№9, 1964/Обзоры и рецензии

Маяковский в литературной борьбе

Ю. Сурма, Слово в бою. Эстетика Маяковского и литературная борьба 20-х годов, Лениздат, Л. 1963, 207 стр.

В большой научной литературе о Маяковском книга Ю. Сурмы займет свое особое место. Автор так строит изложение, что эстетика Маяковского предстает перед читателем одновременно и как цельная система взглядов, и как нечто непрестанно развивающееся и обогащающееся.

Исследователь по-новому понимает природу тех изменений, которые претерпевала во времени эстетическая система Маяковского. По убеждению Ю. Сурмы, «переход в ней к новому положению и преодоление противоречий происходили не в результате механического отбрасывания одной крайности, а в результате такого изменения ее, при котором противоречащие положения приходили к диалектическому единству».
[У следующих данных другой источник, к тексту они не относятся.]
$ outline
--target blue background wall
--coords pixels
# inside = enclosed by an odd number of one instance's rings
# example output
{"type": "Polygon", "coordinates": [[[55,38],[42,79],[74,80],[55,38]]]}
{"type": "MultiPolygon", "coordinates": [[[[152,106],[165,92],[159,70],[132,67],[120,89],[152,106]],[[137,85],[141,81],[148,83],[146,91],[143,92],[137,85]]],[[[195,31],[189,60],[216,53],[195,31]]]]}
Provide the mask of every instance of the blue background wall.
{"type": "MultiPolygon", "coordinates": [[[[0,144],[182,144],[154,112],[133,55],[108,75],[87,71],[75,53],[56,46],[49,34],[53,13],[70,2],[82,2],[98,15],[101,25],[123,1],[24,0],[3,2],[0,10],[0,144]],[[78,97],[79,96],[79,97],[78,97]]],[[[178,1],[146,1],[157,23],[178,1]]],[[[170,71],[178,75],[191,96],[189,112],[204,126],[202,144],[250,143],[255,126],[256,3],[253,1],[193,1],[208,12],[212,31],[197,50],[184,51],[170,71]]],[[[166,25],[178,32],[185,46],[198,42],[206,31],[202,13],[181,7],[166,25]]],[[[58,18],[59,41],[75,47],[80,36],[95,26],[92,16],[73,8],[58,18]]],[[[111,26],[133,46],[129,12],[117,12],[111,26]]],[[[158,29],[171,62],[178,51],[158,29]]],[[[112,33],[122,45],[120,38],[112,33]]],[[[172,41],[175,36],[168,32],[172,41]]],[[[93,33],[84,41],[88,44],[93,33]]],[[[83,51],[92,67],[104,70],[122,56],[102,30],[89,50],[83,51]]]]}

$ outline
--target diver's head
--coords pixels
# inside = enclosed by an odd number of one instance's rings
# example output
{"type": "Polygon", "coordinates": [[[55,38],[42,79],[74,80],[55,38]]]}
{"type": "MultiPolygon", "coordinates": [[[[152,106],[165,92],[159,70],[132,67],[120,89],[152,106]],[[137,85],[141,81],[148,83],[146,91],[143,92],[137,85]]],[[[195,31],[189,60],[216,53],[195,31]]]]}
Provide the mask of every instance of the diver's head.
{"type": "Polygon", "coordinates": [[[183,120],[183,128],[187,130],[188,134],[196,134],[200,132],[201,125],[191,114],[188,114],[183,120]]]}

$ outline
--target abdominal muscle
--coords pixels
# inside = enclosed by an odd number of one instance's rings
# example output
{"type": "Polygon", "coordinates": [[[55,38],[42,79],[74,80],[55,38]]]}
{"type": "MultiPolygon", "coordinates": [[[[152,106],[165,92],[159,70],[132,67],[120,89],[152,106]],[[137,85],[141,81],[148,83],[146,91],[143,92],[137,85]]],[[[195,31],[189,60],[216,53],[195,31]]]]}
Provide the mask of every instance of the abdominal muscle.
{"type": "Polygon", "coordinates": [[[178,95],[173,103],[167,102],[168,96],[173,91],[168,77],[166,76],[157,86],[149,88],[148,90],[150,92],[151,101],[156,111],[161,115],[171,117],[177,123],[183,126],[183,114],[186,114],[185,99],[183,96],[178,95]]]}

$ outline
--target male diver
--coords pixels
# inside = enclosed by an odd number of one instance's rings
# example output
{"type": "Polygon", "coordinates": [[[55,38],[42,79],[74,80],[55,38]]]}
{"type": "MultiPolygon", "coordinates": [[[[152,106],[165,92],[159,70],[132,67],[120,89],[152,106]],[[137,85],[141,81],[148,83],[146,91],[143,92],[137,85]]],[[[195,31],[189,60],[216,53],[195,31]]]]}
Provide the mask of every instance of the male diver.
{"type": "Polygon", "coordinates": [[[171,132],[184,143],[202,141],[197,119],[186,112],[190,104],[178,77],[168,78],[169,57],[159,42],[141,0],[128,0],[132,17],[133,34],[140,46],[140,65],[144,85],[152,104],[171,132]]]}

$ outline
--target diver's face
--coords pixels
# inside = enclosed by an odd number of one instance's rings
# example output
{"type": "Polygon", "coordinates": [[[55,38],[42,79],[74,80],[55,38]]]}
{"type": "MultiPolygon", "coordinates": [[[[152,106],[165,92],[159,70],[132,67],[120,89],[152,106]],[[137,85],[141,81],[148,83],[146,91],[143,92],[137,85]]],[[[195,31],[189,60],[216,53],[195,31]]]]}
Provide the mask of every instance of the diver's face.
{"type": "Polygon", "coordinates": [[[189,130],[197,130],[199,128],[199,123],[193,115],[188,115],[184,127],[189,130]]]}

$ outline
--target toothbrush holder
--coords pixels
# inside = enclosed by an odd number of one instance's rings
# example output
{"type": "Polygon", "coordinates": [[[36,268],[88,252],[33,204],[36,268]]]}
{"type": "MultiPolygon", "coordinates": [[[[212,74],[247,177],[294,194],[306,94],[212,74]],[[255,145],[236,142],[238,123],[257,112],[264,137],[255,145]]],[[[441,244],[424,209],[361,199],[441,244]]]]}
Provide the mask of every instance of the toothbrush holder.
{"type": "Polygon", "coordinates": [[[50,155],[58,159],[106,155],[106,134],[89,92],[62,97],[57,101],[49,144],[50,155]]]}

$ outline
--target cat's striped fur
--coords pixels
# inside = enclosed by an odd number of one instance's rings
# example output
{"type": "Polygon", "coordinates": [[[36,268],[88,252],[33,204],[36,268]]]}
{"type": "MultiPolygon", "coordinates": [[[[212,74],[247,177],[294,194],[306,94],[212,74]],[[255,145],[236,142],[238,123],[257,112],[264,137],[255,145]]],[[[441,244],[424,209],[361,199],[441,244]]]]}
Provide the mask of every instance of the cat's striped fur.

Уже в первой главе книги «Особенности развития эстетики Маяковского» намечено основное направление и главные этапы этого развития – от футуристического лозунга «слово – самоцель» до формулы «поэзия – путь к социализму». В следующих главах этот «стержень» облекается богатым конкретным содержанием. Исследователь показывает, как менялись взгляды Маяковского на назначение и специфику искусства, на форму и содержание, на реализм и идейность в литературе. Убедительна характеристика той эстетической позиции, которой суждено было стать последней ступенью на пути поэта. «Едва ли можно… – пишет Ю, Сурма, – отдельные высказывания Маяковского, выраженные в духе вапповских теорий, считать вершиной его эстетики только на том основании, что они венчают хронологически его путь».

Оригинальностью своей методологии, верностью и самостоятельностью многих выводов, богатством привлеченного материала книга Ю. Сурмы вносит заметный вклад в научную разработку творчества Маяковского и в историографию советской эстетической мысли. В то же время ясность и стройность изложения делают труд исследователя доступным не только специалисту; он сможет стать полезным пособием для учителя-словесника и студента.

Однако стремление показать, что развитие эстетики Маяковского протекало не в порядке мгновенных реакций на те или иные внешние влияния и механической замены «неправильных» положений «правильными», а как глубоко органический процесс постепенного переосмысления и обогащения прежних воззрений, – это плодотворное стремление в разбираемой книге, к сожалению, исключает вопрос о внешних, объективных стимулах движения эстетической мысли поэта. Развитие Маяковского, по мнению Ю. Сурмы, выглядит как «саморазвитие». Между тем представляется несомненным, что на эстетическую программу поэта не могли не воздействовать и сдвиги в общественной жизни (культурная революция, давшая нового читателя, нэп, борьба с оппозицией в партии, первые проявления складывавшегося культа личности), и опыт современной ему литературы, и аргументы противников в литературных спорах. Учесть эти воздействия и без натяжек и упрощения поставить их в связь с эволюцией взглядов Маяковского было бы весьма полезно.

Чтение книги не оставляет никаких сомнений в том, что писалась она человеком, влюбленным в Маяковского и целиком разделявшим его эстетические взгляды. Отсюда ее боевой, заинтересованный характер, свобода от сухости и академизма. Но, видимо, отсюда же – тенденция к «выпрямлению» пути Маяковского, абсолютизация его позиций в литературной борьбе, сглаживание свойственных ему противоречий.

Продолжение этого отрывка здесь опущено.